A capa “Veja” desta semana é Frederick Wassef, ex-advogado e conselheiro do presidente Jair Bolsonaro e do senador Flávio Bolsonaro. A revista estampa a fotografia do ex-primeiro amigo dos Bolsonaro. Entrevistado pelos repórteres Daniel Pereira e Sergio Ruiz Luz, o suposto “Anjo” tenta explicar por qual motivo decidiu proteger uma pessoa que “não” conhecida e não defendia, como advogado: “Passei a ter informações de que Fabrício Queiroz seria assassinado. O que estou falando aqui é absolutamente real. Eu tinha a minha mais absoluta convicção de que ele seria executado no Rio de Janeiro.
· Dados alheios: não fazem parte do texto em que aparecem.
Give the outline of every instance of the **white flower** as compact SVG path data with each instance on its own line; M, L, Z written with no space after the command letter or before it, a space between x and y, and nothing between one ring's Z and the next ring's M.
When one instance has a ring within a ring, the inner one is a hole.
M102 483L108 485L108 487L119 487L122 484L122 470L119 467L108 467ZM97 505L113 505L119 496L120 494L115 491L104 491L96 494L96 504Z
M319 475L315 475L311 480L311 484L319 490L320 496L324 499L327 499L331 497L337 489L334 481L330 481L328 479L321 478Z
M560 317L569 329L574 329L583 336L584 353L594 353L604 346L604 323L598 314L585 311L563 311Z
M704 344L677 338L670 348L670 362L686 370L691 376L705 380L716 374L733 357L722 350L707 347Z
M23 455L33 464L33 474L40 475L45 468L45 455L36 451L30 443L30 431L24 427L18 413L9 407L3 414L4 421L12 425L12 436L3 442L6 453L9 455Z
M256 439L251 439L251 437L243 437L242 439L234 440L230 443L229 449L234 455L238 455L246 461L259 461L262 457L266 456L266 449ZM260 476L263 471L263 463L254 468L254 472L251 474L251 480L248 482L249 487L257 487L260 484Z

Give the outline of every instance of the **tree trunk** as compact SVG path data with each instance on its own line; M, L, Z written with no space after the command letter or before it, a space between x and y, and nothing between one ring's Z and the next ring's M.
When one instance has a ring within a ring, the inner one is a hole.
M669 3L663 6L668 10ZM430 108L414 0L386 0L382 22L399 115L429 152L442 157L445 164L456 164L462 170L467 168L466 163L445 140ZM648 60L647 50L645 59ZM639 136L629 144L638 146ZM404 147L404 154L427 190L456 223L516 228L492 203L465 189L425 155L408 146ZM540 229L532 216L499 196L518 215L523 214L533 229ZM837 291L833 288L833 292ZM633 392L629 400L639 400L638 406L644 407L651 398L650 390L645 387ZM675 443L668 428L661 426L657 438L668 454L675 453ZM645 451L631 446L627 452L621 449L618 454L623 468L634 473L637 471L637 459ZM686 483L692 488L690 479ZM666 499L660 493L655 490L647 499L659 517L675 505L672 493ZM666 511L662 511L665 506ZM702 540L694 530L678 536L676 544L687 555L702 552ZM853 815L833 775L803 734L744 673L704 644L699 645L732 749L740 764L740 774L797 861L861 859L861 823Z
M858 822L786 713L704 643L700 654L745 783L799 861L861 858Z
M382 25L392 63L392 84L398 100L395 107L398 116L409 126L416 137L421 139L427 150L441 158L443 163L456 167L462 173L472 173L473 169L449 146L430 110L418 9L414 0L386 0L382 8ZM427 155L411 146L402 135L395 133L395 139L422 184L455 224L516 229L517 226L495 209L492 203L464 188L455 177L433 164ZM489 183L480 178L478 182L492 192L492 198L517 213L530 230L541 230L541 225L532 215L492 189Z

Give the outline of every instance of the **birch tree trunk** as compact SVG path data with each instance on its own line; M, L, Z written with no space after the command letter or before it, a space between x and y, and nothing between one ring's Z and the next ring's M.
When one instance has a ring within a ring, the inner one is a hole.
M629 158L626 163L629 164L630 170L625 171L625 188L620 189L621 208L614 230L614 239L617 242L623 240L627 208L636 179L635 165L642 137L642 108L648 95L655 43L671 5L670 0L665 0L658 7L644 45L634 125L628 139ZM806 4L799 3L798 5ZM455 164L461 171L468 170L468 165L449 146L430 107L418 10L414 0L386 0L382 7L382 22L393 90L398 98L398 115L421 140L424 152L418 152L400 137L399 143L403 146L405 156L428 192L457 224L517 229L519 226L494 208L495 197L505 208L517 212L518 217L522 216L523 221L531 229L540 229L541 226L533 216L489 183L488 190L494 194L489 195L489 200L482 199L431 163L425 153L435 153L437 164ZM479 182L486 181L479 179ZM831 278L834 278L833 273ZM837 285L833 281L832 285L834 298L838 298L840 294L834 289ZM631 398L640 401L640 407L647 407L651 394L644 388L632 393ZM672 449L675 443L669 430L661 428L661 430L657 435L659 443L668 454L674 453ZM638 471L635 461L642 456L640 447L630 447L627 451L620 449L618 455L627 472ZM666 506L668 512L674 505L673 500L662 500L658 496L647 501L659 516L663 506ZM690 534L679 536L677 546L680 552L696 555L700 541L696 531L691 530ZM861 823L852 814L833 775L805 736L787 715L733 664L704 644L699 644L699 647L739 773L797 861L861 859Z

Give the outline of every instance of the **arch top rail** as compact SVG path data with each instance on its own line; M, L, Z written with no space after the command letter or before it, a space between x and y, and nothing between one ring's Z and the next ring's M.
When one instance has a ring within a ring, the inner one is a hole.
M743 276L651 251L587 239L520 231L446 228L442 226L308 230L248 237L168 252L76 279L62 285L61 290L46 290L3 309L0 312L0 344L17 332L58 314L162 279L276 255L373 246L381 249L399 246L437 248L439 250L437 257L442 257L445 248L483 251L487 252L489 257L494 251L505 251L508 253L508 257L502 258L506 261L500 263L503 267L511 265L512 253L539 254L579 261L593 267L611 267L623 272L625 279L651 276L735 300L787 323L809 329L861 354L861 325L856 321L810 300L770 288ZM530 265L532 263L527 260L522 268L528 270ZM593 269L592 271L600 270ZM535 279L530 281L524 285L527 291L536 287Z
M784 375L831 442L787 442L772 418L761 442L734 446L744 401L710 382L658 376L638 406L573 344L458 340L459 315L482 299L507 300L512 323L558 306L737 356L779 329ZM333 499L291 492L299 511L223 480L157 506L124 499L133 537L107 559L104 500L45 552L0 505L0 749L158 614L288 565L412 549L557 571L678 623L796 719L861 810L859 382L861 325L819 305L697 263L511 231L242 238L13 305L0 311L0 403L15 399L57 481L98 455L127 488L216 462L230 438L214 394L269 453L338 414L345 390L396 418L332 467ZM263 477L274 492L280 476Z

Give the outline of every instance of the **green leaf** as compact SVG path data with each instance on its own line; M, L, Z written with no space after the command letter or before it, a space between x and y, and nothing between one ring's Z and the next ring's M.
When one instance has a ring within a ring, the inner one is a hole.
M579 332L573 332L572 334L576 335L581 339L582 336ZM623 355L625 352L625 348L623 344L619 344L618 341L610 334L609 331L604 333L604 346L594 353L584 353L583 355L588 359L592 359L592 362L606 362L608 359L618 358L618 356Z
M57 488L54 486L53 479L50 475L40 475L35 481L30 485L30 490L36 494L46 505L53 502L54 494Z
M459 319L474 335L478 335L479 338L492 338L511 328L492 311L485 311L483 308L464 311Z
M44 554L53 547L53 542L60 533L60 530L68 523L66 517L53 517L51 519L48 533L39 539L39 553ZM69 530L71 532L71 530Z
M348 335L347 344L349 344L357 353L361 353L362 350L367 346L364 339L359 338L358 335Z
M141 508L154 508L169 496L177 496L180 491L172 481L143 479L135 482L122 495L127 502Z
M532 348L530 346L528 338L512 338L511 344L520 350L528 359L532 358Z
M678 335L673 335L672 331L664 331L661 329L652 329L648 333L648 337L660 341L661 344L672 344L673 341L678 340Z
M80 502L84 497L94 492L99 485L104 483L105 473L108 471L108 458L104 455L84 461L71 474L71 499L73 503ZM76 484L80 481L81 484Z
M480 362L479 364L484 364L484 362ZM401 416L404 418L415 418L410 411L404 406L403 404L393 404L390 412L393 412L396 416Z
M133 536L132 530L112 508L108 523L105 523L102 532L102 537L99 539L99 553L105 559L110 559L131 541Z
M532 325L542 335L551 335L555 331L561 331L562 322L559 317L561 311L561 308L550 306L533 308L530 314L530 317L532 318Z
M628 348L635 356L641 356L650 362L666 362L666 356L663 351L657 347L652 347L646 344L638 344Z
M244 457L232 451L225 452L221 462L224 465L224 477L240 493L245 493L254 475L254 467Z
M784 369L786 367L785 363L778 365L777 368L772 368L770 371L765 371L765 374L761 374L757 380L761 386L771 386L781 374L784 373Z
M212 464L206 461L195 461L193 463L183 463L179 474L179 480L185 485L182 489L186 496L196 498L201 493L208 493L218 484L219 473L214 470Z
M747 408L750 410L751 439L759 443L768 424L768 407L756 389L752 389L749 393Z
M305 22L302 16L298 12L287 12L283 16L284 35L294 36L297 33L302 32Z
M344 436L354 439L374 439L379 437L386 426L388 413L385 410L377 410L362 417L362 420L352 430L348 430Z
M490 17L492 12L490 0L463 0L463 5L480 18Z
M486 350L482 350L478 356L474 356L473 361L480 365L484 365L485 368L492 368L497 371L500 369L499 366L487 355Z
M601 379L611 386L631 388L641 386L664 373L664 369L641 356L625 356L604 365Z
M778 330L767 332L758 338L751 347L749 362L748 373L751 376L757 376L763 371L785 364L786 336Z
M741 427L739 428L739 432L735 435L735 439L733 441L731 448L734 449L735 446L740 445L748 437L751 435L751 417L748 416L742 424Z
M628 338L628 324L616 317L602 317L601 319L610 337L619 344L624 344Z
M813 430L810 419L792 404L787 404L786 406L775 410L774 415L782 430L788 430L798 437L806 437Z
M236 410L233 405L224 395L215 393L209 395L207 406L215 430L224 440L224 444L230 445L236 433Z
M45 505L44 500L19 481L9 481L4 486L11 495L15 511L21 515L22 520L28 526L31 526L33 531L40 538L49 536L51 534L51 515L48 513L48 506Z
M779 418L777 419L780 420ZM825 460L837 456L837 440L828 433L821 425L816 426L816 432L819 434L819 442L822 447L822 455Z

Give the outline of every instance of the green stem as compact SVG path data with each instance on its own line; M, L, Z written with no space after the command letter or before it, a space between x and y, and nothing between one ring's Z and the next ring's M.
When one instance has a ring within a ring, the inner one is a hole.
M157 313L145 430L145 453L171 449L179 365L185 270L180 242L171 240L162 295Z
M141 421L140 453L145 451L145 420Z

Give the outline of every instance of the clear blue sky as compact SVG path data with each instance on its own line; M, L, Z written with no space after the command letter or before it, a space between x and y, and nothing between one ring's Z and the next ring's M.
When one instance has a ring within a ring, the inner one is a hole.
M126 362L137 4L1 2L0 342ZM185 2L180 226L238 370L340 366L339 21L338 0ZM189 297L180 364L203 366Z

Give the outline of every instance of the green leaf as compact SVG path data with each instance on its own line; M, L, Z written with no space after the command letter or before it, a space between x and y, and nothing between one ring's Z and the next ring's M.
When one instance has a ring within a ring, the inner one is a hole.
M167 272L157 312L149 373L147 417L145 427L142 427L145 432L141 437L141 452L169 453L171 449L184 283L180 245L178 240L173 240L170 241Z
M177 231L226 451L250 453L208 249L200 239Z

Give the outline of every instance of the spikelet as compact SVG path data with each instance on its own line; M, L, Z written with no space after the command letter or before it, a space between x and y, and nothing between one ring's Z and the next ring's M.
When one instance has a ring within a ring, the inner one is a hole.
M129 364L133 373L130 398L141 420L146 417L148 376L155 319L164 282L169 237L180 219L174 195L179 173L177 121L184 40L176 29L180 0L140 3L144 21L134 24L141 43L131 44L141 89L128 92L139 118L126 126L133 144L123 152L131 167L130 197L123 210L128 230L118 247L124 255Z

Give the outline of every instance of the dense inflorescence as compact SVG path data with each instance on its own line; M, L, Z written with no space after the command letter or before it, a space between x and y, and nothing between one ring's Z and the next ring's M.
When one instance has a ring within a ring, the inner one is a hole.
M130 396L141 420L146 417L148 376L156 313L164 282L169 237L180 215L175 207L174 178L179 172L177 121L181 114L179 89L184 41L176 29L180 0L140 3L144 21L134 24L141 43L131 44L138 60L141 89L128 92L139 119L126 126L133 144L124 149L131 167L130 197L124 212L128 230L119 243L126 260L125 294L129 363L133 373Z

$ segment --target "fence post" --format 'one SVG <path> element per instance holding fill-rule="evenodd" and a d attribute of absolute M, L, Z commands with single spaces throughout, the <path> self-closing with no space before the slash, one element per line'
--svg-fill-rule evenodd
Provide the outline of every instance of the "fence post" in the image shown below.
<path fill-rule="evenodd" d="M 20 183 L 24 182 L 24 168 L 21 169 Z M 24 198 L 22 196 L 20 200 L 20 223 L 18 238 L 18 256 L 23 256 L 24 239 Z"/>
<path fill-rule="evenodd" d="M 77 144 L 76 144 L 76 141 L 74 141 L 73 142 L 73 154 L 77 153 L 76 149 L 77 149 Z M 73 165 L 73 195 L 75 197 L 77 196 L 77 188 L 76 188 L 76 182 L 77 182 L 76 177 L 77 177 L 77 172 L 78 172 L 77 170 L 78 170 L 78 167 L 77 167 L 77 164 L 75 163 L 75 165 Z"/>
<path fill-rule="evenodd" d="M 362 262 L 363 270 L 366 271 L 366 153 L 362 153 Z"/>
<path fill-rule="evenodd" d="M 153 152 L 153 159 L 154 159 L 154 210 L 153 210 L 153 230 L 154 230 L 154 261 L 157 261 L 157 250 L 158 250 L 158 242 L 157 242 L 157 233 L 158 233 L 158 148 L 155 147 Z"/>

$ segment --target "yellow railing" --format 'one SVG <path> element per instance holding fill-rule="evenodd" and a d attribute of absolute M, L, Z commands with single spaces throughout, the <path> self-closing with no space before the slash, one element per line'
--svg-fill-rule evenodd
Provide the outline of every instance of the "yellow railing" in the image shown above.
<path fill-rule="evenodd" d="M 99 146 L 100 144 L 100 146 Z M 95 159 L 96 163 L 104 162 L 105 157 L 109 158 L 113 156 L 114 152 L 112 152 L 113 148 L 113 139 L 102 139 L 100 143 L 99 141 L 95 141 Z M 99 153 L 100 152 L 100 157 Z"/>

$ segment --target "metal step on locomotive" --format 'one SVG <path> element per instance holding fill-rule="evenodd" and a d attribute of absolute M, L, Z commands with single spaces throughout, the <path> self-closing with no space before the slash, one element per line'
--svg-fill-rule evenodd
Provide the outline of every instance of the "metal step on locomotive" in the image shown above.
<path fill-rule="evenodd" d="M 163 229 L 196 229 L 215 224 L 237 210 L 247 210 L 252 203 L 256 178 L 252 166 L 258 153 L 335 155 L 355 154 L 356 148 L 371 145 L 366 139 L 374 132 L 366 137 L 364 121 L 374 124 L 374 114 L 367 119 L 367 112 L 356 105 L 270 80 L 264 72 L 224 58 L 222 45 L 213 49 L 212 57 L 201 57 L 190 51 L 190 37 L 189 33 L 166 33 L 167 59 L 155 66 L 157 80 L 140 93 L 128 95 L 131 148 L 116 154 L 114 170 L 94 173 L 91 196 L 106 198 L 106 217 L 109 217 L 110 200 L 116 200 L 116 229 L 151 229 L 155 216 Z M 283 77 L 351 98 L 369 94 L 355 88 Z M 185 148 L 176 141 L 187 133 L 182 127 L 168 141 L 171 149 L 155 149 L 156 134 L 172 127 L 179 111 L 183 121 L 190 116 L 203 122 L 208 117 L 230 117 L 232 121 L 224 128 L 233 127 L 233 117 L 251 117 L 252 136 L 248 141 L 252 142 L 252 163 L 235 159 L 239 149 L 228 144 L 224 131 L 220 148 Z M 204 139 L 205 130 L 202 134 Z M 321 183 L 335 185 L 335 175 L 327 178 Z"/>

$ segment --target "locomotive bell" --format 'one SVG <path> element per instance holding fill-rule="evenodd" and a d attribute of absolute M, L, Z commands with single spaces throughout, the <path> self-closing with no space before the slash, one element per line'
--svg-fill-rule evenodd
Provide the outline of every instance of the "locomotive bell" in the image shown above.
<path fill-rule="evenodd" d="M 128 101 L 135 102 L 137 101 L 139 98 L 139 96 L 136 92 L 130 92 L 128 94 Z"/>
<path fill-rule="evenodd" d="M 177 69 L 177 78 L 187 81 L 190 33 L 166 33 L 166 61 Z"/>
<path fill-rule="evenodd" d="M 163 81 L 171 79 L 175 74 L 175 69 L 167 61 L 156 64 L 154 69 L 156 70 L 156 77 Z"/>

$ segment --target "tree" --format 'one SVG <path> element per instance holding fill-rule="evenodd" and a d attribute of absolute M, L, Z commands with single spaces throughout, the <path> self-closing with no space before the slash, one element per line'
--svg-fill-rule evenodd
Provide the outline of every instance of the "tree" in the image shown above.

Além de terem chegado a mim essas informações, eu tive certeza absoluta de que quem estivesse por trás desse homicídio, dessa execução, iria colocar isso na conta da família Bolsonaro que o matou em uma suposta queima de arquivo para evitar uma delação”.
Numa entrevista de mais de 15 mil caracteres, os repórteres não fizeram nenhuma pergunta sobre o faturamento da ex-mulher de Wassef no governo Bolsonaro — acima de 40 milhões. Por que, se Bolsonaro vinha afastando prestadores de serviço que atuaram nos governos do PT, a ex-mulher do advogado foi mantida, tendo o faturamento elevado?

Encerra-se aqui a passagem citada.